The barrel-chested French center is the man Sunday’s opponents Ireland fear most. However, six years ago Bastareaud feared himself when a terrible sequence of events led him to try to take his own life.
Bastareaud, 20 at the time, ended a night out on the town in Wellington during a tour of New Zealand looking like he had gone 12 rounds with Mike Tyson.
He claimed he had been set upon by a group while returning to the team hotel, but the story quickly unraveled and he admitted he had been drunk and fallen over a table in his room.
Bastareaud laid bare in his autobiography, Haute Tete (Head High), the dilemma he faced on his first foreign tour.

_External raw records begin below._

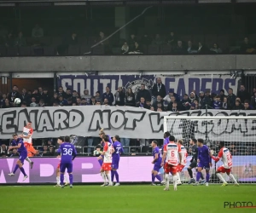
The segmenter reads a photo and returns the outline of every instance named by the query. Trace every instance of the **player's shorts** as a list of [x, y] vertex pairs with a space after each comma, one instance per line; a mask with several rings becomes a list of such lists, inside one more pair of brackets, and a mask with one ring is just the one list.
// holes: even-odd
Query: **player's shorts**
[[185, 165], [178, 164], [177, 166], [177, 172], [181, 172], [184, 167]]
[[111, 167], [113, 170], [118, 170], [119, 165], [119, 158], [112, 158]]
[[111, 163], [103, 163], [102, 166], [102, 170], [104, 171], [110, 171], [111, 170]]
[[197, 167], [201, 167], [201, 168], [203, 168], [205, 169], [207, 171], [207, 170], [210, 170], [210, 165], [209, 165], [209, 162], [199, 162], [197, 164]]
[[19, 160], [20, 160], [21, 164], [24, 164], [24, 160], [26, 158], [27, 153], [21, 153], [19, 156]]
[[197, 166], [197, 163], [195, 160], [193, 160], [192, 163], [189, 164], [190, 168], [195, 168]]
[[165, 172], [169, 174], [170, 172], [173, 175], [177, 173], [177, 165], [171, 165], [168, 163], [165, 164]]
[[65, 173], [65, 170], [67, 170], [67, 173], [73, 172], [73, 163], [61, 163], [60, 171]]
[[161, 169], [160, 164], [154, 164], [153, 170], [159, 172], [160, 169]]
[[231, 172], [231, 168], [230, 169], [226, 169], [224, 166], [220, 166], [218, 168], [217, 171], [221, 172], [221, 173], [230, 173]]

“I am cowardly. So instead of telling the truth and placing my confidence in the coaching staff [Marc Lievremont was coach at the time], I invented an elaborate lie,” he said.
Bastareaud was sent back to France and the media would not let the story drop.
Bastareaud went to dramatic lengths after reading a host of damning comments about himself on Facebook.
“I made my way to the kitchen. I pulled out a large knife and I slit my wrists,” he wrote in his book. “I fell to the floor and passed out.”
“My mates who were in the living room understood immediately what had happened,” he said. “They immediately called the emergency services.”
Bastareaud — who was treated in a psychiatric ward, but subsequently took to drinking — said he was not certain whether the suicide attempt was a cry for help.
“I don’t know if I really wanted to die,” he wrote. “At the very least I wanted to make myself suffer. Suffer so I could punish myself.”
Bastareaud briefly regained his place in the France team under Lievremont, but failed to make the 2011 World Cup. He returned to the Test arena in 2013 and as a player found unparalleled success at Toulon.
However, his fragility remains as he showed in December last year when he broke down following a 30-6 thrashing by Stade Francais. He has since been taking advice from boxer and sports psychologist Faisal Arrami.
“It is not his emotions he has to control, it is the reverse,” Arrami told Le Monde.